Tarefa muito mais árdua, entretanto, encontrará a ministra Ellen Gracie na implantação do sistema de controle externo, cujas ações nesse sentido, até hoje, têm se mostrado bastante traumáticas, com sérios abalos à imagem do Judiciário.

É certo que correções de rumos deverão ser encetadas na administração do Poder Judiciário, quer estadual, quer federal, como aliás em toda a administração pública, abrangidos nessa expressão os dois outros Poderes, o  Executivo e o Legislativo e o próprio Ministério Público.

Entre outros fatores, a crise porque passa o Poder Judiciário é  institucional, e encontra raízes no fato de que seu processo de modernização depende, necessariamente de uma mudança de postura dos Poderes Executivos – estaduais e federal – responsáveis  por cerca de 70 % dos processos que tramitam pelas diversas varas federais ou fazendárias instaladas no território nacional. Entretanto essa crise institucional, originada em grande parte por fatores exógenos, poderá ser agravada se forem buscadas soluções centradas  no personalismo e no imediatismo.

Aliás, nessa linha, Samuel Huntington, em sua histórica obra  “A Ordem Política nas Sociedades em Mudança”, aborda as conseqüências  derivadas da preponderância desse binômio no momento de decisão, quando os homens públicos, movidos por sentimentos pessoais ou imediatistas, deixam de respeitar o fato de que as instituições possuem vida própria, dissociada da existência dos que detêm o poder.
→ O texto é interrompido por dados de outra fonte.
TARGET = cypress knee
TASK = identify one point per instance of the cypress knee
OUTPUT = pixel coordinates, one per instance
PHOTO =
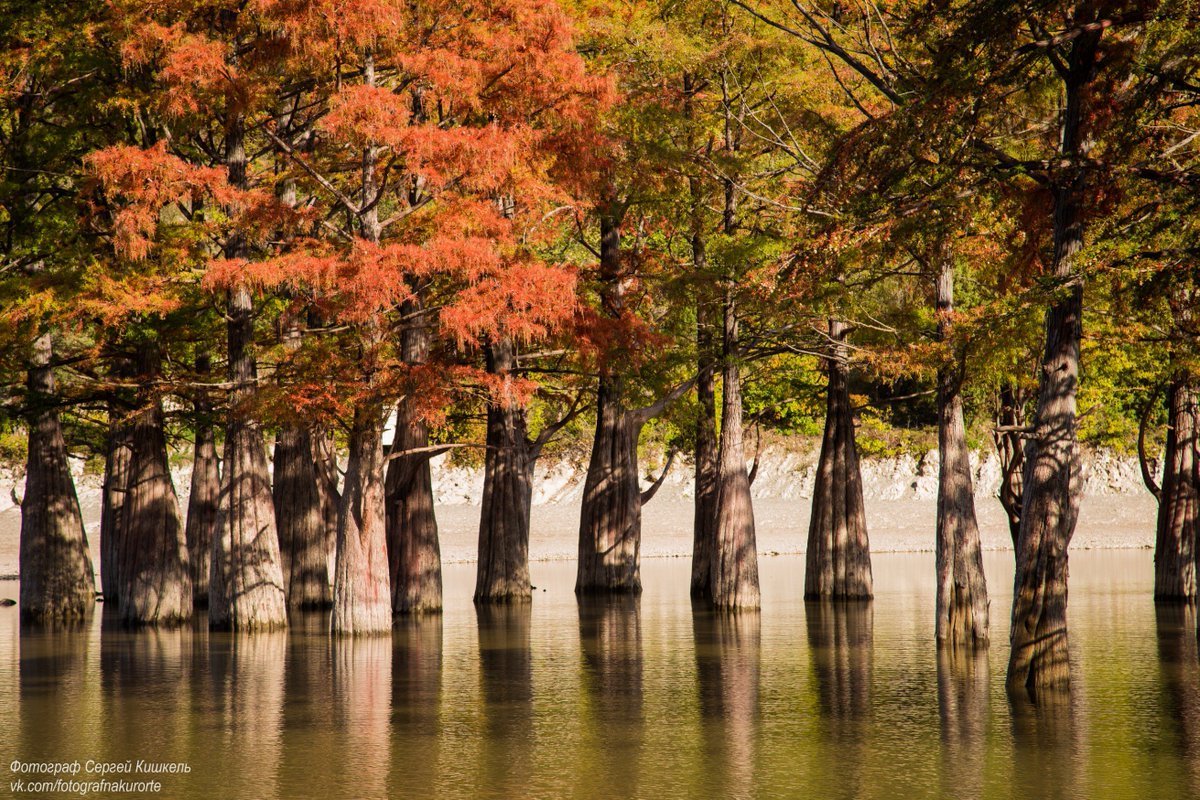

Observa ele que as instituições têm interesses próprios,  divergentes dos interesses daqueles que, eventualmente, se encontrem no poder. Essa dissociação é decorrente do fato de o interesse do indivíduo se identificar com o interesse próprio, ou de seu grupo, e  os interesses das instituições unicamente se ajustarem ao interesse público.

Analisando a relação instituições políticas e interesses públicos, em face dos diversos períodos por que passou a Corte Suprema americana, exemplifica: “O dirigente que tenta maximizar o poder ou outros valores a curto prazo, quase sempre enfraquece a sua instituição a longo prazo. Os ministros da Corte Suprema podem, em termos de seus desejos individuais imediatos, querer declarar inconstitucional um ato do Congresso. Mas ao decidirem se isso é ou não de interesse público, provavelmente devem perguntar-se se, a longo prazo, fazer isso é também do interesse institucional da Corte Suprema. Os estadistas do Poder Judiciário são os que, como John Marshall na questão Marbury vs. Madison, maximizam o poder institucional da Corte de tal forma, que se torna impossível ao Presidente ou ao Congresso ameaçá-lo. Em contraste, os ministros da Suprema Corte na década de 1930 chegaram muito perto da expansão de sua influência imediata, em detrimento dos interesses a longo prazo da Corte como instituição”.

Diante dessas considerações, em um país onde o Estado de Direito encontra-se limitado a alguns, pois o império da lei ainda não foi estendido a todos os habitantes, onde os não-cidadãos  aguardam o acesso à cidadania, pois dela apenas arcam com o solitário e solidário ônus da injusta e crescente desigualdade sócio-econômica-cultural, a Reforma do Poder Judiciário necessita ser implementada tendo os olhos fixos no respeito às Instituições.

A Presidência é um cargo solitário. Poderoso, e essencialmente solitário (Samuel Huntington – A ordem política nas sociedades em mudança).

A autoridade que detenha a Presidência – seja de um Poder, de um Órgão, de uma Instituição – tem em suas mãos um feixe de poderes que a tornam poderosa. Mas carrega em seus ombros a responsabilidade de não falhar na defesa desse Poder, desse Órgão, dessa Instituição.

A solidão denunciada por Huntington encontra-se na exata medida da responsabilidade de, no momento de decisão, a autoridade pública aferir e prestigiar o interesse  público, apartando-o de todo e qualquer interesse pessoal ou grupal; e na determinação e no desassombro dessa autoridade de levar a efeito, a qualquer custo, o seu compromisso institucional.

Nesses momentos de exercício do poder – na realidade de solidão –  a ministra Ellen Gracie certamente saberá optar pelo melhor caminho a ser percorrido, porque sua história institucional assim sugere.